More Books!
14 September 2002, 3:16 PM

I told ya I was going to go to Half-Price book's sale this weekend and get science-related books. I splurged! Except for my batch of books a week or so ago, I haven't bought this many books at one time in years.

I got:

Children of the Ice Age: How a Global Catastrophe Allowed Humans to Evolve
by Steven M. Stanley

The Search for the Giant Squid: The Biology and Mythology of the World's Most Elusive Sea Creature
by Richard Ellis

Hyperspace: A Scientific Odyssey Through Parallel Universes, Time Warps, and the 10th Dimension
by Michio Kaku

Mapping the Deep: The Extraordinary Story of Ocean Science
by Robert Kunzig

BioMimicry: Innovation Inspired by Nature
Janine M Benyus

The Balance Within: The Science Connecting Health and Emotions
by Esther M. Sternberg, M.D.

Tyrannosaurus Sue: The Extraordinary Saga of the Largest, Most Fought Over T. Rex Ever Found
by Steve Fiffer

Galileo's Daughter: A Historical Memoir of Science, Faith and Love
by Dava Sobel

and a couple of others:

Baby Boomers
by Paul C. Light

and one really appropriate for Fusion Reaction:

The Global Soul: Jet Lag, Shopping Malls and the Search for Home
by Pico Iyer

The rest of the day? I'm cleaning my apartment a bit, and tomorrow I plan to doing some indoor gardening. This evening I'm going to dinner at a friend and co-worker's house. The rest of it is going to find me curled up in a chair, with some air-popped popcorn and a book. Of course.

Continental Haze
14 September 2002, 12:10 PM

*cough*wheeze*cough*

I just learned a new term today - continental haze. That's what they call this thing that's been hanging over most of Texas for a couple of days now.

Since Thursday I'd been wondering what the heck this fog-like stuff was here in Central Texas. The humidity seemed low, so it couldn't have actually been fog, but it looked just like fog, obscuring the view of far off hills and making everything look sort of shrouded. the sun seemed to shine so weakly through it, and usually we have brilliant sun and bright blue skies here.

I found out last night that it was industrial pollution drifting in from the upper Midwest. Yech. And this morning I found out the term for it - continental haze.
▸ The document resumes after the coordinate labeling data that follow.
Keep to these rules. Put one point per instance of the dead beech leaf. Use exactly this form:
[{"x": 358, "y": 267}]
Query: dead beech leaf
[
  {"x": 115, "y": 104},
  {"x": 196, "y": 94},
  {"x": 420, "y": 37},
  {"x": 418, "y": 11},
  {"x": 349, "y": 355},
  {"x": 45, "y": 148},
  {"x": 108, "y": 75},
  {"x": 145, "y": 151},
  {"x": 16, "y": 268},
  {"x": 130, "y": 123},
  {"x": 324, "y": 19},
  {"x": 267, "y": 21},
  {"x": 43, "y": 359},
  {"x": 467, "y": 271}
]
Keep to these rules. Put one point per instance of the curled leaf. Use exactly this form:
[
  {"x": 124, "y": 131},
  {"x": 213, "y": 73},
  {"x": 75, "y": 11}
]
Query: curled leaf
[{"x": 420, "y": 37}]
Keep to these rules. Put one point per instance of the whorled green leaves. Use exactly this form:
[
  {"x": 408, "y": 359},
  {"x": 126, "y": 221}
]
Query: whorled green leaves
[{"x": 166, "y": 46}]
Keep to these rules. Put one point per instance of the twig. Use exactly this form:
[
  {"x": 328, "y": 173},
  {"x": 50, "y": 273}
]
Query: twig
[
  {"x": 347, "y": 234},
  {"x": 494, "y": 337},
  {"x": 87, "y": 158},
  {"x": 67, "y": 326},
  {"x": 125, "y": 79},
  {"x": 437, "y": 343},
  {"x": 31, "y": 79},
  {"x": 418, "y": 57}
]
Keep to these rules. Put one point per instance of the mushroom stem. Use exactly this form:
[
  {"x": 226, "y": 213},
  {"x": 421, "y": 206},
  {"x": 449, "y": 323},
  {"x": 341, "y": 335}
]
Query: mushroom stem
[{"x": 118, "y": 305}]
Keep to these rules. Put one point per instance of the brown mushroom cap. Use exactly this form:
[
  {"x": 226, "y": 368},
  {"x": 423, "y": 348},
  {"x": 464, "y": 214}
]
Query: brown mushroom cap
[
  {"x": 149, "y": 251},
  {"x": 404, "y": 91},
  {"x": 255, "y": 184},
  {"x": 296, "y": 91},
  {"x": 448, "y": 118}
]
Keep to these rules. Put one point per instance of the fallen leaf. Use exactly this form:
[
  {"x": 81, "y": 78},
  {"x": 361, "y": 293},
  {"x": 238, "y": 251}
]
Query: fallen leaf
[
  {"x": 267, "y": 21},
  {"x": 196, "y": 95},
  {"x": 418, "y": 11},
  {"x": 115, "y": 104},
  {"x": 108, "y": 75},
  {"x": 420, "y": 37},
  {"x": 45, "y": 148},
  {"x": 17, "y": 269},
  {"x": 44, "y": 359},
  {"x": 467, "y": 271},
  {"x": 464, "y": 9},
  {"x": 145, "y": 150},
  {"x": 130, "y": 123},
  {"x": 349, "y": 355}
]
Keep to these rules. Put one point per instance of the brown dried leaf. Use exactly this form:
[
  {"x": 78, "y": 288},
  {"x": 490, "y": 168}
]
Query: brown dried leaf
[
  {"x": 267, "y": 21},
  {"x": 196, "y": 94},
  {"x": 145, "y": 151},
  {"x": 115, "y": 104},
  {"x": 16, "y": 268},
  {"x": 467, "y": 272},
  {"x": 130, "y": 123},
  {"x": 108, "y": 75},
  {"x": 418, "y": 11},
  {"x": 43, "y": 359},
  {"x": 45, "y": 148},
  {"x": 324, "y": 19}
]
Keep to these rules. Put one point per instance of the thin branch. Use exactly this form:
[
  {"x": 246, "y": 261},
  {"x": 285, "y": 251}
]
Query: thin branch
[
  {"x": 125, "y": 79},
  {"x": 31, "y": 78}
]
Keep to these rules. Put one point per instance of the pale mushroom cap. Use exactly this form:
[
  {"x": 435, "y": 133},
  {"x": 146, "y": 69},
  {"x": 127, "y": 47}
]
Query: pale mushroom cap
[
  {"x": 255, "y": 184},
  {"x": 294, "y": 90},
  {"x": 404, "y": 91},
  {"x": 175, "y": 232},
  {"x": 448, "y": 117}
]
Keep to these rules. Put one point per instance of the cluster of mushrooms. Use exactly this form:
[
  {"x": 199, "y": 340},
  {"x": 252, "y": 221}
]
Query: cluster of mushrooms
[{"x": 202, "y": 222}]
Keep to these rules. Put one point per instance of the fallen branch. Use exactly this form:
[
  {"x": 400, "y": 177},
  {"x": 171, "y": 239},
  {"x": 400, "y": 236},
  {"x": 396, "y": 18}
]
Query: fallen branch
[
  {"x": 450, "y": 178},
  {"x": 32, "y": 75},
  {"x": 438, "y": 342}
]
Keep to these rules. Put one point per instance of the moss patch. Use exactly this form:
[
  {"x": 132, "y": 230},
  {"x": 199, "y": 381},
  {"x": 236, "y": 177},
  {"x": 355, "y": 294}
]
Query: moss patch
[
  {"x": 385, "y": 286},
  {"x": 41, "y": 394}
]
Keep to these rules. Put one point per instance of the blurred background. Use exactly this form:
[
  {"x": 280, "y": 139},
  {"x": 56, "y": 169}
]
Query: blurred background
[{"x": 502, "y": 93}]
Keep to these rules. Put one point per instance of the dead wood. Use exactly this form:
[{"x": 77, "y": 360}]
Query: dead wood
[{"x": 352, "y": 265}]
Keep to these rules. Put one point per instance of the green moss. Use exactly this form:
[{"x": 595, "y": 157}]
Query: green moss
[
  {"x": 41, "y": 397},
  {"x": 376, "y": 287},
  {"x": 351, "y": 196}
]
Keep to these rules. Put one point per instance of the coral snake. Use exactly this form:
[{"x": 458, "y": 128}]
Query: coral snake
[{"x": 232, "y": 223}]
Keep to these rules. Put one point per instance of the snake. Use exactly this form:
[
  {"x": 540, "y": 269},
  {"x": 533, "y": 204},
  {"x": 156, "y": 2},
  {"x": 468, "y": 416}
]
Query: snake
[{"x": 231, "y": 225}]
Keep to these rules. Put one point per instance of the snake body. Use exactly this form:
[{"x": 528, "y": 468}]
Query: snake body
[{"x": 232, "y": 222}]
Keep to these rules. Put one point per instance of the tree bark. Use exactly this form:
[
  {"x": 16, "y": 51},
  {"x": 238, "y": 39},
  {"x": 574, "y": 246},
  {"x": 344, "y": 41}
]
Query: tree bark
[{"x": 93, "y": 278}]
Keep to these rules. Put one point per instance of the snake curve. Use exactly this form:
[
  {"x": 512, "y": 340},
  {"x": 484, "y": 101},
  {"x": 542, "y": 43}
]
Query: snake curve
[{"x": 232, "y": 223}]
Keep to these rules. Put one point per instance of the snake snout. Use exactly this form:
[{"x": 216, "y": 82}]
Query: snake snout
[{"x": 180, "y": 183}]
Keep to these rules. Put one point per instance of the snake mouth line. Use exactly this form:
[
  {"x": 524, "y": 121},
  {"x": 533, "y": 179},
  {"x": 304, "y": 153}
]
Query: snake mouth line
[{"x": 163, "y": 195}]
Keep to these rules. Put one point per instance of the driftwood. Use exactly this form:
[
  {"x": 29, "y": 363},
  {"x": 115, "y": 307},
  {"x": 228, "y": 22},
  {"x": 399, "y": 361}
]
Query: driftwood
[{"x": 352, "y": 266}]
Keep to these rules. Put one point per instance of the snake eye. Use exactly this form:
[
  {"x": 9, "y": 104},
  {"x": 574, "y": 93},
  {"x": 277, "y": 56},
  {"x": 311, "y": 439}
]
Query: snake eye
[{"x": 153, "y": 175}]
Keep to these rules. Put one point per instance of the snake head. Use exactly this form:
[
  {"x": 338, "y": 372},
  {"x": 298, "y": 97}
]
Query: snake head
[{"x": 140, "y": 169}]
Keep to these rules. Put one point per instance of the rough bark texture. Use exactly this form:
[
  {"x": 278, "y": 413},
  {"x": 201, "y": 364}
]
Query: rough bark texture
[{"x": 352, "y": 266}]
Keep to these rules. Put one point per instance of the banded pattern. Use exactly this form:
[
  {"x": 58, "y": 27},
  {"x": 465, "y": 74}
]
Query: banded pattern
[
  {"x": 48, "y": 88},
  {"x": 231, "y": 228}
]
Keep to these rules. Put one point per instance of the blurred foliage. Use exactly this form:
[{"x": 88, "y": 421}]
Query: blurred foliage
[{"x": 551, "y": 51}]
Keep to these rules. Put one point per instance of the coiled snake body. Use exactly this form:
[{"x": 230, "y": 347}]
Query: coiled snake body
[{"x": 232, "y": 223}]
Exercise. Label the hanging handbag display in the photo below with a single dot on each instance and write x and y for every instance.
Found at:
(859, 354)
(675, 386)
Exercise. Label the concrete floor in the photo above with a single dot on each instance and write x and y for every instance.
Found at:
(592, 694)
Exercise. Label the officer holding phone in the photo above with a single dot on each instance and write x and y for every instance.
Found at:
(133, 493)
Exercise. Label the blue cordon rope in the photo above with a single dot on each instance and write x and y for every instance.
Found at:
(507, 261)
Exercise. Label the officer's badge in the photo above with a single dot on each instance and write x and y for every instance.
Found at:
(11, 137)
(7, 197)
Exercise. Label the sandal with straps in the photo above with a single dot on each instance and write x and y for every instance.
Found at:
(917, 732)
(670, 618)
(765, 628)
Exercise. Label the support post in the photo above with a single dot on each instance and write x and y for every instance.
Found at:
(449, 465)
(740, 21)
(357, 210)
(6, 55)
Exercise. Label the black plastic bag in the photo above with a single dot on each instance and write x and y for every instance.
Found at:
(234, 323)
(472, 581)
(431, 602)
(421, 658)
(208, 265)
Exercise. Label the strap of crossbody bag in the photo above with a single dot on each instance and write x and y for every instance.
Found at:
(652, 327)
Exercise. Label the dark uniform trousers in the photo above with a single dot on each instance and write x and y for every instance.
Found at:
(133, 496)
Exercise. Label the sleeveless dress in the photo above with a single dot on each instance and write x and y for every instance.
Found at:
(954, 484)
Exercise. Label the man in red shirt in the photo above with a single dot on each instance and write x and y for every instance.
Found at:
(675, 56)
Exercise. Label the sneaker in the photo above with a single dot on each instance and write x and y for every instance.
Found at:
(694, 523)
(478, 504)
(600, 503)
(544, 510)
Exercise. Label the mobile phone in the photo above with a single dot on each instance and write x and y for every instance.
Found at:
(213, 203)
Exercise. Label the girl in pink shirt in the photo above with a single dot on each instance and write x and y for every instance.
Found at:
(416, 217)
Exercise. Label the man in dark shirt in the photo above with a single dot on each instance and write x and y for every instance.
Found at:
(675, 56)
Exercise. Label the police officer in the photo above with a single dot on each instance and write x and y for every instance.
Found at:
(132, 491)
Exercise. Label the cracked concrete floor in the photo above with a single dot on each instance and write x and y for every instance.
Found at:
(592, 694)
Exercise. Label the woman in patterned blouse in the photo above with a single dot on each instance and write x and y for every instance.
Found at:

An article from the Associated press explains it well. Essentially it's a stagnant cloud of factory pollution from elsewhere that gets concentrated and eventually begins to drift over large distances, due to atmospheric conditions. It can pick up more industrial emissions and other types of pollution (vehicle exhaust for example) as it drifts. Apparently this is a world-wide phenomenon. I found lots of studies of the optical qualities of continental haze while I was googling the term this morning.

For a scientific explanation see: The Properties and Climate of Atmospheric Haze

This is pretty nasty for folks like me, who already have respiratory trouble due to allergies. The irritants in the pollution just compound problems we already have. Those with asthma and other problems really have a hard time when there's this kind of level of pollution in the air. For me, I usually wake up with a stuffed head. My nose is stuffed and my head aches from my clogged sinuses. It makes me irritable. The drainage down the back of my sinus and into my esophagus eventually irritates my throat, making my throat sore, and my stomach sick from all the yicky mucous. Because of that I don't feel like eating and I get lethargic. Sometimes I get a chest congestion, and end up with a side-splitting, painful cough. IN the end you just feel terrible. Headache, stomachache, sore throat, lethargy, cough - it's like having a bad case of the flu. And it's all because of the AIR we're breathing.

I think I'm going to stay inside today.